To reflect on the ecology and the biodiversity of two sites on opposite sides of London, art and research collective London Fieldworks built a sculptural installation in a two trees in the city. ‘Spontaneous City in the Tree of Heaven’ consists of several hundred bespoke bird boxes mounted in two trees, resulting in a true urban bird village in the middle of London. The artwork reminds me of MAP Office’s social housing project for crabs, representing on the one hand the Eastern Duncan Terrace Gardens and its Georgian town houses and 60’s social housing, and on the other hand the World’s End Estate adjacent to Cremorne Gardens.

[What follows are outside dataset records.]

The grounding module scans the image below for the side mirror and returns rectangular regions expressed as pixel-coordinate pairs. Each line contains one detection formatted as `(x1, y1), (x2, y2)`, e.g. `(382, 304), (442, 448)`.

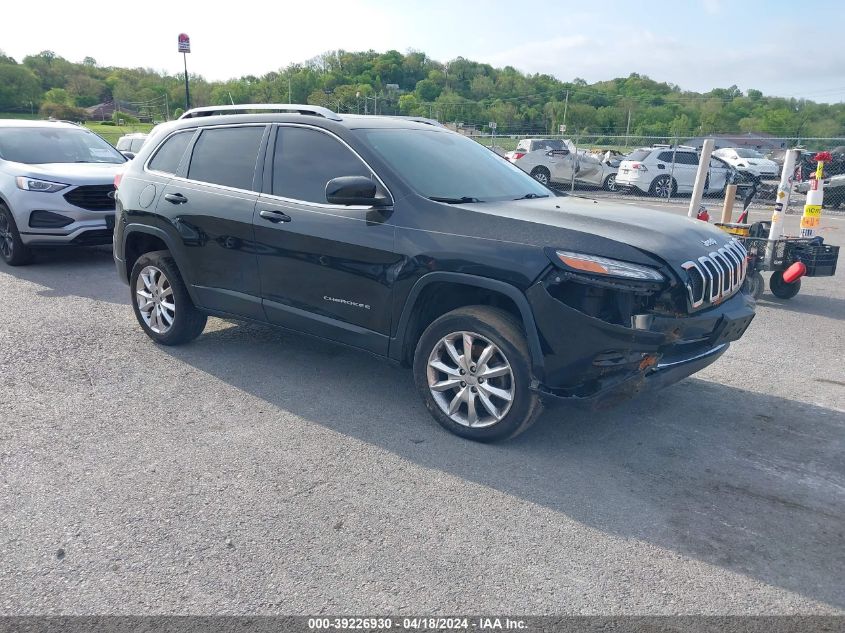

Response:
(326, 176), (391, 207)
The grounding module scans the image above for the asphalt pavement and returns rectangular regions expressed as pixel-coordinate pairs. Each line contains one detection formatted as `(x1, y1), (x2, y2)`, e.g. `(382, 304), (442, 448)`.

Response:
(0, 210), (845, 615)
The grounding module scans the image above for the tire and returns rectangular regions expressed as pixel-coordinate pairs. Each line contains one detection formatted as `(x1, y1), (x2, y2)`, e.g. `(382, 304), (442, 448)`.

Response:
(742, 271), (766, 300)
(414, 306), (541, 442)
(648, 175), (678, 198)
(129, 251), (208, 345)
(769, 270), (801, 299)
(531, 167), (552, 187)
(0, 202), (32, 266)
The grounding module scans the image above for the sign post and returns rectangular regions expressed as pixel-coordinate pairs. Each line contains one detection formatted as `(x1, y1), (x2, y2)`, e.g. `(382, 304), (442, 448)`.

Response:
(179, 33), (191, 112)
(801, 152), (831, 237)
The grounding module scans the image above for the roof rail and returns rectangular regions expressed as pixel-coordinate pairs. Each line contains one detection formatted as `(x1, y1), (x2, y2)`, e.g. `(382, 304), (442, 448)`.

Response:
(179, 103), (343, 121)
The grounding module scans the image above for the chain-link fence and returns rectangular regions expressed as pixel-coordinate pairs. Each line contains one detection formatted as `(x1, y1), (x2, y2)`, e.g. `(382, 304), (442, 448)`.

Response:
(467, 133), (845, 216)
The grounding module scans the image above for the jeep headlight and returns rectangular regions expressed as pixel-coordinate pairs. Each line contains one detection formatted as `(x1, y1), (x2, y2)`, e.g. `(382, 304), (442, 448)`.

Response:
(555, 251), (664, 281)
(15, 176), (70, 193)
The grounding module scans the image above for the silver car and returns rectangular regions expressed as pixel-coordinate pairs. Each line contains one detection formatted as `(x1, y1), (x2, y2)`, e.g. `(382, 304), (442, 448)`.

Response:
(0, 119), (126, 266)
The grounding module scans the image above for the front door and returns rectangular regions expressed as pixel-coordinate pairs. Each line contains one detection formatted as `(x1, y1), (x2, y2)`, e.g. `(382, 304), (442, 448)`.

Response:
(255, 125), (401, 354)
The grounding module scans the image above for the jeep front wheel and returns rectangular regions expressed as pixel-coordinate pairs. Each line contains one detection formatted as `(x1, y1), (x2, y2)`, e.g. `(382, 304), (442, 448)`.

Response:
(414, 306), (540, 442)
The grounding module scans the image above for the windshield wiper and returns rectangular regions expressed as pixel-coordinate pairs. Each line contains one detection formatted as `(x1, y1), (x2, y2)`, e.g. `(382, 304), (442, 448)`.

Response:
(428, 196), (483, 204)
(514, 193), (549, 200)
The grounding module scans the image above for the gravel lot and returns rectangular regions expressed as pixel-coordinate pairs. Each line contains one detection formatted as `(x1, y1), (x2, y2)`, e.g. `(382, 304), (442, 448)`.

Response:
(0, 207), (845, 615)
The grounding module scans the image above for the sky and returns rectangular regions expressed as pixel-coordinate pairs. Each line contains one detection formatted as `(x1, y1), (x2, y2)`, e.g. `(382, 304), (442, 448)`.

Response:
(6, 0), (845, 103)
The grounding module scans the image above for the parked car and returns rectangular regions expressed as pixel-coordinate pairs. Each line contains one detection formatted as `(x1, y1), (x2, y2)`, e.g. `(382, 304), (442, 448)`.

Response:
(616, 146), (736, 198)
(513, 149), (619, 191)
(114, 104), (754, 441)
(713, 147), (780, 178)
(0, 119), (126, 266)
(115, 132), (147, 159)
(505, 138), (575, 163)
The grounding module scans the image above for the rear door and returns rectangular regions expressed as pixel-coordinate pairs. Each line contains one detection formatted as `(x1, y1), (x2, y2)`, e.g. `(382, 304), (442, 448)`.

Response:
(255, 125), (402, 354)
(157, 124), (269, 320)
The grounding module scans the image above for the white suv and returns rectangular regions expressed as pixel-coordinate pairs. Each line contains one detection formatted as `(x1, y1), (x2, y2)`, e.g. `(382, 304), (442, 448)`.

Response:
(616, 146), (735, 198)
(0, 119), (126, 266)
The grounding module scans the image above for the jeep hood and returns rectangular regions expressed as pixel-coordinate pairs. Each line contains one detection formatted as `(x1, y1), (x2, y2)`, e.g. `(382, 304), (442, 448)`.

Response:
(461, 196), (732, 274)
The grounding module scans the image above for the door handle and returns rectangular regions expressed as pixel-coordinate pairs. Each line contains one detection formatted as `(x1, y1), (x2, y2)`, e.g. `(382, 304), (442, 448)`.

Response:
(258, 209), (290, 223)
(164, 193), (188, 204)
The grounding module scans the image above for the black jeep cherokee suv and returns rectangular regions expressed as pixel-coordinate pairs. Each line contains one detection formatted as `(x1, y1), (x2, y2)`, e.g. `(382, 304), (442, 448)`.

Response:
(114, 105), (754, 440)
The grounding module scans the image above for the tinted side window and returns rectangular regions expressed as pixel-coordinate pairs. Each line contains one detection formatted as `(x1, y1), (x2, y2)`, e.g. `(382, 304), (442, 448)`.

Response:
(150, 130), (194, 174)
(188, 126), (264, 189)
(272, 127), (370, 204)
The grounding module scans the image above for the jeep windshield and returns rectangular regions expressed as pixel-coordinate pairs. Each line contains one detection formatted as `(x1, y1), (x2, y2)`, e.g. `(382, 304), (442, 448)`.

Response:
(356, 128), (551, 204)
(0, 127), (126, 165)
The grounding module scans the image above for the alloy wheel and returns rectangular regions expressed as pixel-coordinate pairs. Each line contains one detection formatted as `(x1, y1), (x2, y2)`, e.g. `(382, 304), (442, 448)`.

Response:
(427, 332), (515, 428)
(135, 266), (176, 334)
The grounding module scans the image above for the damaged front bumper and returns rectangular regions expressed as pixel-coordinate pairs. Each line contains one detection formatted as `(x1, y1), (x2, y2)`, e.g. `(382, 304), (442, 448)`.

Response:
(526, 283), (754, 407)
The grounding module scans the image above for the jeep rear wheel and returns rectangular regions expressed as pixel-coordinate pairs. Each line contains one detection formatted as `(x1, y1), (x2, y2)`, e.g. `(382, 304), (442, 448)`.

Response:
(414, 306), (540, 442)
(129, 251), (208, 345)
(0, 203), (32, 266)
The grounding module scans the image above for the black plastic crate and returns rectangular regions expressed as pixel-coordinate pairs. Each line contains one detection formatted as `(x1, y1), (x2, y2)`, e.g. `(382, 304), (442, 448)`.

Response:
(790, 244), (839, 277)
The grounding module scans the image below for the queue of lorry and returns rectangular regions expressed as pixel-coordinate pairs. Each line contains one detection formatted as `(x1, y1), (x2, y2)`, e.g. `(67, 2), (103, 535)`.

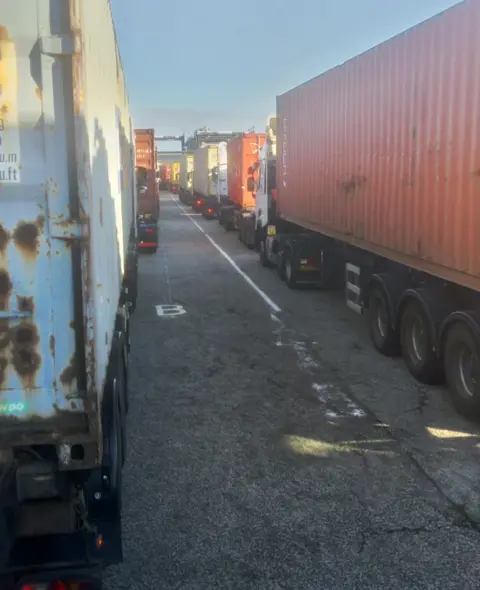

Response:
(0, 0), (480, 590)
(181, 1), (480, 426)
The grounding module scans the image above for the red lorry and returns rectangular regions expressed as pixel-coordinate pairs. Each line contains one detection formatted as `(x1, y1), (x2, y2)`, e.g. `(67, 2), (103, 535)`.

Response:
(158, 164), (172, 191)
(219, 133), (267, 247)
(249, 0), (480, 418)
(135, 129), (160, 252)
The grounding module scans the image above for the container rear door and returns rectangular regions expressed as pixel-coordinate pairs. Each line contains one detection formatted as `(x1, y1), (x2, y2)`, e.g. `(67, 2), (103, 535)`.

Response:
(0, 0), (85, 434)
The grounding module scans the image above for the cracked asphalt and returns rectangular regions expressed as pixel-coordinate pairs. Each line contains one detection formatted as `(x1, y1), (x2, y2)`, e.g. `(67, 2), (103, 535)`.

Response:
(105, 195), (480, 590)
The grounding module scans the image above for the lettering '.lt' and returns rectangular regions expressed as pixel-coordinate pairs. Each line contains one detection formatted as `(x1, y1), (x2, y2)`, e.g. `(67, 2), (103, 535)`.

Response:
(0, 34), (20, 183)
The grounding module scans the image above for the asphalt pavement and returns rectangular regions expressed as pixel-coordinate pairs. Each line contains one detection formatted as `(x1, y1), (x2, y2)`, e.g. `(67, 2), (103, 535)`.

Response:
(105, 195), (480, 590)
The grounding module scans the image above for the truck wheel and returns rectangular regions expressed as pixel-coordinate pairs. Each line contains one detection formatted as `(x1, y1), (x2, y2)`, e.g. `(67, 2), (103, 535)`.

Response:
(400, 301), (443, 384)
(258, 240), (271, 268)
(368, 287), (398, 356)
(284, 250), (298, 289)
(444, 323), (480, 419)
(276, 250), (285, 281)
(102, 394), (123, 520)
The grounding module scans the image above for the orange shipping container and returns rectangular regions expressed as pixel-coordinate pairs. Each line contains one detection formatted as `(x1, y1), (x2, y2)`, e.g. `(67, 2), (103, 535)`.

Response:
(227, 133), (267, 209)
(135, 129), (158, 215)
(277, 0), (480, 291)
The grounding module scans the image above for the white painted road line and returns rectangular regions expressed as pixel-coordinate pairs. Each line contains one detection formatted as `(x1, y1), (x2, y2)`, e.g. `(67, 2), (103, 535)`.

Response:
(171, 196), (282, 313)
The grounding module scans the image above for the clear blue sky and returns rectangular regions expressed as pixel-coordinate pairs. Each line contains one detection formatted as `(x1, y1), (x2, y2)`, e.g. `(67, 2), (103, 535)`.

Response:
(112, 0), (458, 149)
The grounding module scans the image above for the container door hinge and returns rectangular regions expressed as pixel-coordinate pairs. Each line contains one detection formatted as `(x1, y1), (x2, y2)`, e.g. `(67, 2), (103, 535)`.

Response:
(40, 35), (75, 55)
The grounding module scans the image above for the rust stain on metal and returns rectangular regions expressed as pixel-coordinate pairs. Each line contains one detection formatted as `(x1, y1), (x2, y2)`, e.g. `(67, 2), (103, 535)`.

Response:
(60, 353), (77, 386)
(10, 321), (42, 389)
(11, 322), (40, 348)
(36, 215), (45, 233)
(13, 221), (39, 256)
(0, 225), (10, 252)
(13, 349), (42, 389)
(17, 295), (35, 313)
(0, 319), (10, 350)
(0, 270), (12, 311)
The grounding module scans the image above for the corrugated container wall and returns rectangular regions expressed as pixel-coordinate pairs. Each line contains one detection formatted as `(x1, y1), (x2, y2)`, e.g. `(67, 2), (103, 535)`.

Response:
(277, 0), (480, 290)
(179, 154), (193, 191)
(0, 0), (135, 458)
(135, 129), (158, 214)
(217, 141), (228, 201)
(193, 145), (218, 197)
(228, 133), (267, 209)
(171, 162), (180, 184)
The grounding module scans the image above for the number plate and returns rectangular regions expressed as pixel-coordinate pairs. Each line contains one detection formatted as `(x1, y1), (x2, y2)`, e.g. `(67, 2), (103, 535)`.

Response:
(267, 225), (277, 236)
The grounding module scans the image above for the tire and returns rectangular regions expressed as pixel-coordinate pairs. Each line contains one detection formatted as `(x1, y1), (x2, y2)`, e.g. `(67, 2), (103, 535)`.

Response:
(368, 287), (399, 356)
(117, 358), (129, 467)
(275, 251), (285, 281)
(400, 301), (443, 385)
(284, 250), (298, 289)
(101, 384), (123, 521)
(258, 240), (271, 268)
(443, 323), (480, 421)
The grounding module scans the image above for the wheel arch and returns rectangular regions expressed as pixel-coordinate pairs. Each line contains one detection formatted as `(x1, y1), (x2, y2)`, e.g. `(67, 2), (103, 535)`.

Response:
(437, 311), (480, 360)
(363, 273), (397, 329)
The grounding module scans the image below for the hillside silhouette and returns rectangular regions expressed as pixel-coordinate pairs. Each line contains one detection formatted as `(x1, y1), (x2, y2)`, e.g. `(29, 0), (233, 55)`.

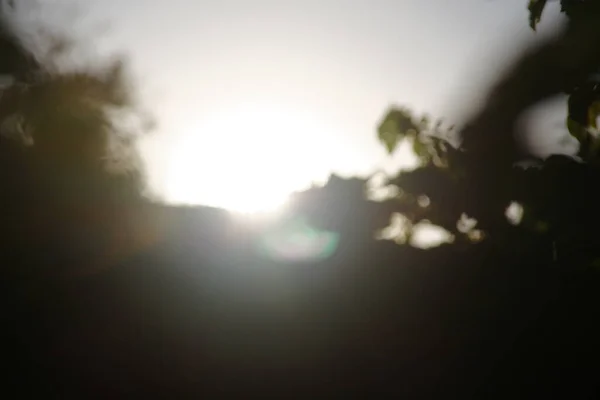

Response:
(0, 1), (600, 399)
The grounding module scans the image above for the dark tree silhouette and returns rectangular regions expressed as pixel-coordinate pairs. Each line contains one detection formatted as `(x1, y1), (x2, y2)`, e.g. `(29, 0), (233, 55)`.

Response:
(0, 1), (600, 399)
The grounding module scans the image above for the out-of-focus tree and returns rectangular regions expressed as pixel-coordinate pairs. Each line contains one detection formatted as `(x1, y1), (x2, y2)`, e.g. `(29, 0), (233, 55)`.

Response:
(0, 1), (152, 278)
(370, 0), (600, 262)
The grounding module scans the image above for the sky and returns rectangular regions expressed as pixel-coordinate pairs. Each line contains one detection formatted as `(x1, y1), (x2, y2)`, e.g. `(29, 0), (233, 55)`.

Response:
(21, 0), (558, 208)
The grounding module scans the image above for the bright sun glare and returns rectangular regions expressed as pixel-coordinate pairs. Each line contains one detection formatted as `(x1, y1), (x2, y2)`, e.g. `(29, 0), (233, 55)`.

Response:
(166, 105), (326, 214)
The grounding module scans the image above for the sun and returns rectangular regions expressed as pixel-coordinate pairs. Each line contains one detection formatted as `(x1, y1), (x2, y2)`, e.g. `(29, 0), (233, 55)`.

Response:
(166, 104), (326, 215)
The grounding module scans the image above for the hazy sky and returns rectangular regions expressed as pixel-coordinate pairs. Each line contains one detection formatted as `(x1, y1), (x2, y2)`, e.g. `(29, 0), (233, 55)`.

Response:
(27, 0), (558, 211)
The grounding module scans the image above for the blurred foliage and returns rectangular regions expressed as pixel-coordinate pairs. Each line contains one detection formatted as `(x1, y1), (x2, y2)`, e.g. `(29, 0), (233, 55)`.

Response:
(0, 2), (151, 212)
(370, 0), (600, 265)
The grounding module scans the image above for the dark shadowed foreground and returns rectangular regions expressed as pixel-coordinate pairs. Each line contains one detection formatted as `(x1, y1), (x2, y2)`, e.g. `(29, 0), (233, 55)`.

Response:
(0, 2), (600, 399)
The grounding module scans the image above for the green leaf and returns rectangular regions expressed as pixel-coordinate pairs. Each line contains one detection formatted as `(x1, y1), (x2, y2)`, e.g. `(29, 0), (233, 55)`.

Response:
(377, 108), (420, 154)
(527, 0), (546, 31)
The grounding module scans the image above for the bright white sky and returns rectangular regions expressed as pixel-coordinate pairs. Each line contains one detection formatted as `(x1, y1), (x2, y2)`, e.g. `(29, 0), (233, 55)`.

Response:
(19, 0), (558, 212)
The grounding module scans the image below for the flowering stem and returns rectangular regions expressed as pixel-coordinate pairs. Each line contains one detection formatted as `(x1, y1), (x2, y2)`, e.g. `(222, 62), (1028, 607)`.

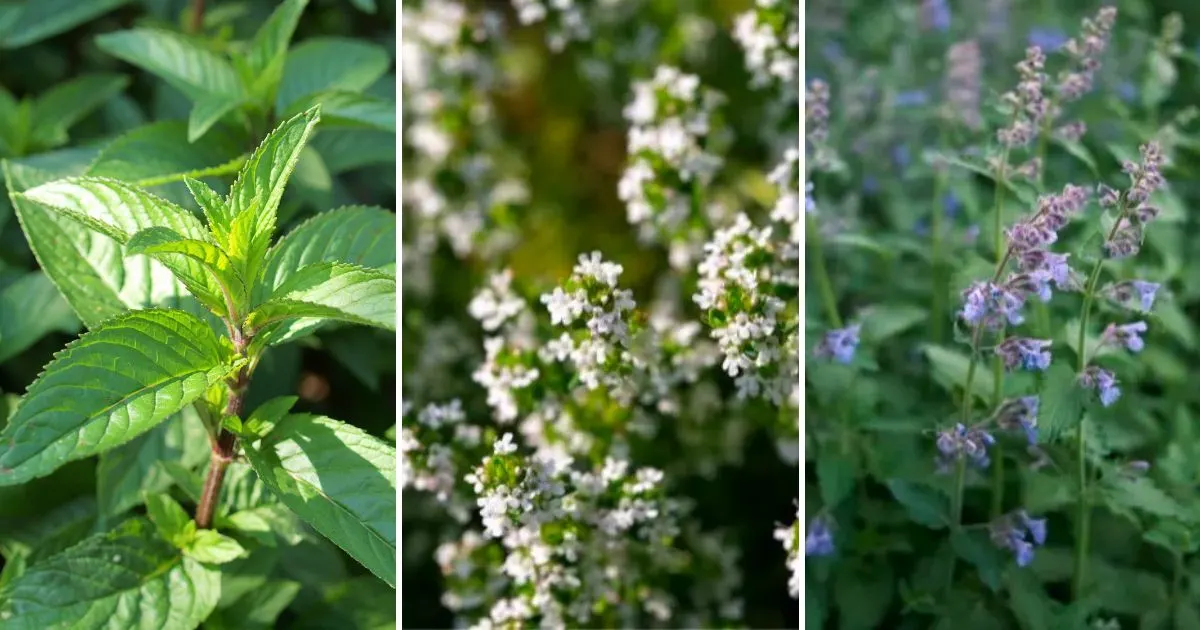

Its creators explain that ‘Spontaneous City in the Tree of Heaven’ developed out of the Super Kingdom project, a program in which ‘show homes’ for animals were constructed based on the architecture of despot’s palaces. Explain Bruce Gilchrist and Jo Joelson of London Fieldworks, “Super Kingdom can be viewed as a social engineering experiment for animals — a new community in the making referencing despot’s palaces, gated community developments such as Alphaville in Brazil and the fortified exclusivity afforded to the wealthy and super-rich — all designed to keep urban reality at bay”. For this occasion they built a bird village in King’s Wood that was inspired by Mussolini’s Palazzo della Civiltà Italiana.
‘Spontaneous City in the Tree of Heaven’ has been commissioned for the Royal Borough of Kensington and Chelsea and Islington Council by up projects as part of their Secret Garden Project — a new program of artists commissions and events for secret gardens, lesser known green spaces, and urban corners across London. They will be in situ for three years.